Report 2: AKAHORI Masayuki (Sophia University) “Between Moderate Islam and Islamic Moderates: Exploring the “Anthropology of Islam” through Fieldwork”

This presentation delved into the application of Talal Asad’s concept of “discursive tradition” to ethnographic writing based on fieldwork. It examined a case study involving three close relatives of Bedouins in the Western Desert of Egypt. The discussion centered on how these individuals, influenced by their ages and the nature of their education, held varying perspectives on what constitutes “correct Islam.” Furthermore, it explored how they engaged in exchanging and debating their opinions. One of the subjects also underwent changes in his attitude towards Islam between 1993 and 2011.
From this analysis, it is highlighted that the arenas where discursive traditions are formulated are highly fluid. Consequently, it is imperative to view Islamic moderates, alongside Islamic radicals, as actively shaping their own discursive traditions through exercising their own disciplinary powers. This emphasizes the necessity of situating the concept of “moderate Islam” within a specific socio-political context rather than assuming it as self-evident.

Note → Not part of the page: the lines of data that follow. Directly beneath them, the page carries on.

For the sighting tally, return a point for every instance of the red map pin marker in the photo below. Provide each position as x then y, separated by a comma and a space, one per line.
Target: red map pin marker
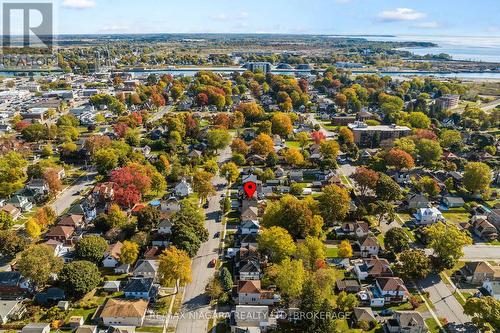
250, 189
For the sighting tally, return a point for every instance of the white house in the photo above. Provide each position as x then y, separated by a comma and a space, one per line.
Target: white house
431, 215
165, 227
183, 189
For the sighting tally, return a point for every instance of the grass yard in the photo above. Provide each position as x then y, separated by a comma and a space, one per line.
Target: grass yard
332, 252
432, 325
456, 215
293, 144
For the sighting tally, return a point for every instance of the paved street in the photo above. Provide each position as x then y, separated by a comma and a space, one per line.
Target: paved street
195, 308
442, 298
66, 198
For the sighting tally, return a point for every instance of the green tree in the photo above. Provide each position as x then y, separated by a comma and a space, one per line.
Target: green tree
346, 302
174, 267
277, 243
11, 243
334, 203
6, 220
148, 218
429, 150
345, 249
91, 248
129, 252
477, 177
218, 139
230, 171
447, 241
38, 262
484, 311
290, 276
79, 277
387, 189
311, 251
226, 279
413, 264
396, 240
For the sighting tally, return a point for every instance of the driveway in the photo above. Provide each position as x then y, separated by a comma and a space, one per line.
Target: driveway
443, 300
70, 195
481, 252
195, 311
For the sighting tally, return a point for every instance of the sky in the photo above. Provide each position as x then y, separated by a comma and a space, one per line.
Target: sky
397, 17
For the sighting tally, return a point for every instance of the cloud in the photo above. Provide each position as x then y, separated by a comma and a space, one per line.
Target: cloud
428, 25
78, 4
401, 14
226, 17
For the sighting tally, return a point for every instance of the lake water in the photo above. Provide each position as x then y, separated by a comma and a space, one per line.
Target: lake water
477, 48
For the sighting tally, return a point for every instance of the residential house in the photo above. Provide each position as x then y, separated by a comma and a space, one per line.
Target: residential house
140, 288
36, 328
406, 322
363, 314
111, 286
123, 312
249, 227
251, 213
425, 216
492, 287
349, 286
484, 229
21, 202
73, 220
61, 234
388, 290
251, 319
250, 270
477, 272
367, 247
112, 255
359, 229
146, 268
164, 227
13, 285
453, 202
39, 186
250, 293
12, 210
372, 268
11, 311
183, 189
416, 201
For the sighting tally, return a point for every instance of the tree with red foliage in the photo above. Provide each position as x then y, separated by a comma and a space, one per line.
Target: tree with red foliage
157, 99
121, 129
137, 117
304, 85
318, 136
202, 99
128, 196
132, 175
366, 179
20, 125
399, 159
425, 134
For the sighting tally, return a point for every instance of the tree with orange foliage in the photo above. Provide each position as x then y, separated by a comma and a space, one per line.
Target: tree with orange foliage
263, 145
399, 159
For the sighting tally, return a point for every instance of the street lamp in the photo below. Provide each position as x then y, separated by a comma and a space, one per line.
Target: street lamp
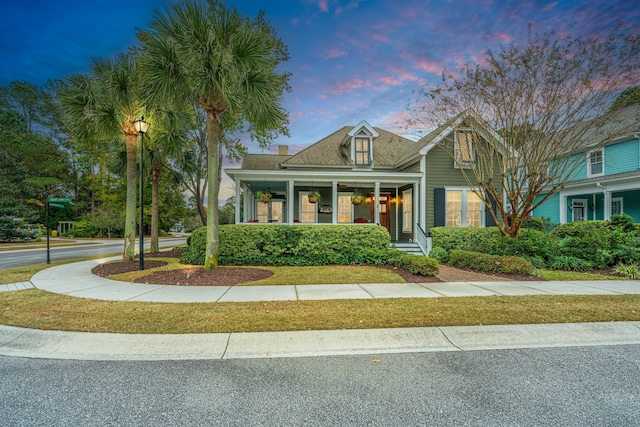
141, 128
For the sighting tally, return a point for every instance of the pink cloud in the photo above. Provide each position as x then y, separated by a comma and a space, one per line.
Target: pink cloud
348, 85
335, 52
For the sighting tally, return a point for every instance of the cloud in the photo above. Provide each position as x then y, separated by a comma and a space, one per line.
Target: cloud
335, 52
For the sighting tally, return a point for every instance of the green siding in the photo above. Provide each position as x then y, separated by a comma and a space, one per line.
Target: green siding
622, 157
441, 172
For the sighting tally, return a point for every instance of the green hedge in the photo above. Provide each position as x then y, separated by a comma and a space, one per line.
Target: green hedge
255, 244
489, 240
490, 263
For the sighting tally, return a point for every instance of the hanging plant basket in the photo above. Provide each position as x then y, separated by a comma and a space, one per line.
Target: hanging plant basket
263, 196
313, 196
357, 197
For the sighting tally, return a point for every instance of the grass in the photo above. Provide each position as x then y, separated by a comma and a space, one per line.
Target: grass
341, 274
42, 310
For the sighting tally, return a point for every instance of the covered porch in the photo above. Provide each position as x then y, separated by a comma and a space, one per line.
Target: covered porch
389, 199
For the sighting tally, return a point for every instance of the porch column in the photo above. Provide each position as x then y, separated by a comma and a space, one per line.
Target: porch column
237, 219
607, 204
376, 202
334, 202
291, 201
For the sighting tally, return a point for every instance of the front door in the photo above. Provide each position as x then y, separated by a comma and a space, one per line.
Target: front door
384, 202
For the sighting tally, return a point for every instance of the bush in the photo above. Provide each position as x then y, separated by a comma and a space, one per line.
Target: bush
244, 244
490, 263
416, 264
569, 263
489, 240
439, 254
632, 271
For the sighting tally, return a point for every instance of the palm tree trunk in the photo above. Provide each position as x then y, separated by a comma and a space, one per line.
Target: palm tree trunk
128, 254
155, 193
213, 167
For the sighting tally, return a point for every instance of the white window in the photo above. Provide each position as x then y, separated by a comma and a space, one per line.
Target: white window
464, 209
345, 208
616, 206
362, 151
270, 212
578, 210
407, 211
595, 162
464, 148
308, 211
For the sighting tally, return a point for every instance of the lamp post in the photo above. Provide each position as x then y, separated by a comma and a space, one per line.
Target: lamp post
141, 128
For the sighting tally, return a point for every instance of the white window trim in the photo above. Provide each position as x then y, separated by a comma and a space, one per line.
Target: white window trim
617, 199
352, 213
580, 202
463, 165
301, 197
404, 211
362, 135
463, 218
589, 174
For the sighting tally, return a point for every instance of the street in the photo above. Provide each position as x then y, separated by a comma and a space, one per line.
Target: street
18, 258
568, 386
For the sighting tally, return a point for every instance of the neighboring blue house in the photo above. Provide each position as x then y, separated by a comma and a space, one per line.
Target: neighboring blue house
608, 181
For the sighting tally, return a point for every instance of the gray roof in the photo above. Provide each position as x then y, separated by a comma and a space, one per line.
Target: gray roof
263, 161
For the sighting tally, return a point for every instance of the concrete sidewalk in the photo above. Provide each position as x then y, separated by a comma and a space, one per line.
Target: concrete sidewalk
76, 280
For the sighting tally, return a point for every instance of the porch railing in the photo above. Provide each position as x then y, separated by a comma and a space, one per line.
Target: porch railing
423, 240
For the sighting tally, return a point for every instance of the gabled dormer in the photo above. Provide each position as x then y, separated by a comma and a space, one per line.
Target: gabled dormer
360, 143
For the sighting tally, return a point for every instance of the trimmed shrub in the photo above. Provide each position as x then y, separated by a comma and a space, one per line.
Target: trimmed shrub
489, 240
439, 254
632, 271
417, 264
490, 263
244, 244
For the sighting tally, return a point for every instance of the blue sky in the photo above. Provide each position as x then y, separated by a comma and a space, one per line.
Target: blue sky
351, 60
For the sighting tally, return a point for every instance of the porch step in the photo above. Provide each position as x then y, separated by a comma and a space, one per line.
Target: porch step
409, 247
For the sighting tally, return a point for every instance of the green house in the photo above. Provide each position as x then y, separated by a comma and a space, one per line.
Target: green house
407, 187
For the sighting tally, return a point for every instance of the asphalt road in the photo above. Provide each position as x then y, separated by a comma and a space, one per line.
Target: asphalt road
572, 386
18, 258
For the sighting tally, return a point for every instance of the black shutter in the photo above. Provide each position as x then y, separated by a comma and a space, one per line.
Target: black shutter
488, 220
439, 207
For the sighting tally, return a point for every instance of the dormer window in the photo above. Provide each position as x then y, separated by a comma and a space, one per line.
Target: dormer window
362, 151
464, 148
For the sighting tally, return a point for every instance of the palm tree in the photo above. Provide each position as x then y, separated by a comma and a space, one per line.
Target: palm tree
203, 51
105, 105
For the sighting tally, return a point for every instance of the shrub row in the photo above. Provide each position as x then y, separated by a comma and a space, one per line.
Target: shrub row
599, 244
490, 263
255, 244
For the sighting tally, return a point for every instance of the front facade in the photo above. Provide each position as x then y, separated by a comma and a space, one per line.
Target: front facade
408, 187
607, 181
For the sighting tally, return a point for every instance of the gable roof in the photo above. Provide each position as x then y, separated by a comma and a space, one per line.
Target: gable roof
330, 151
263, 161
426, 143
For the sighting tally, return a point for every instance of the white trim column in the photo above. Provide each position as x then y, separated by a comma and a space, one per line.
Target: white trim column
607, 205
291, 199
237, 218
376, 201
334, 202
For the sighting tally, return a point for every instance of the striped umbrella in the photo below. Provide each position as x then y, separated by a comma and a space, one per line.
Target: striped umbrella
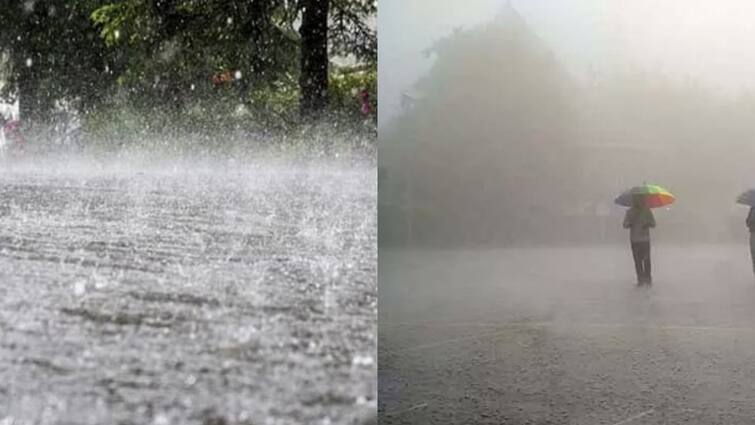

The presentation underscored that while “moderate Islam” is often perceived as a counter movement to radical Islam, it also comes to adopt a religious nationalism and some other political orientations as radical Islam does. Despite the presentation’s organizational shortcomings, it generated fruitful discussions, including the suggestion of using the term “middle way” (中道) instead of “moderate” (穏健). This suggestion holds promise for expanding research frameworks from dichotomous one of moderate and radical to encompass radical Islam, moderate Islam, and secularism.